Narco-violence, fear and politics: Specter of terrorism looms over relationship between Mexico and the United States The barbarity of recent weeks has reignited the debate on the use of terror by criminal groups, but its implications also cross over issues such as migration, trade, and the US presidential election Two car bombs in Guanajuato. The decapitation of the mayor of Chilpancingo. The discovery of a dismembered body abandoned in a cooler wrapped with gift bows in Sinaloa.

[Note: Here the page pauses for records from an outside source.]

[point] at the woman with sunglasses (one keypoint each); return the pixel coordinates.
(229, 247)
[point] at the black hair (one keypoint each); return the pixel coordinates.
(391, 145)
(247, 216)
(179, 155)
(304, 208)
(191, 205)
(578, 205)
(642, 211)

In the midst of a spiral that left almost 200,000 people dead during the last six-year term, violence has reached levels of sophistication and barbarity that go beyond what statistics are able to record. The security crisis has been the main challenge at the beginning of Claudia Sheinbaum’s administration and has placed Mexico at the forefront of a discussion as uncomfortable as it is delicate: can the events of the last few weeks be considered acts of terrorism ? It is not just a label. The debate has resurfaced at a critical moment: on the eve of the U.

S. election, in an atmosphere of complete distrust and reproaches between the two countries, and in view of the possibility of victory for a candidate — Donald Trump — who has for years pursued the idea of naming drug cartels as terrorist groups, with potentially disastrous consequences. “It’s a very thorny issue,” warns Mauricio Meschoulam, an internationalist specializing in terrorism who has studied the phenomenon in Mexico for 14 year.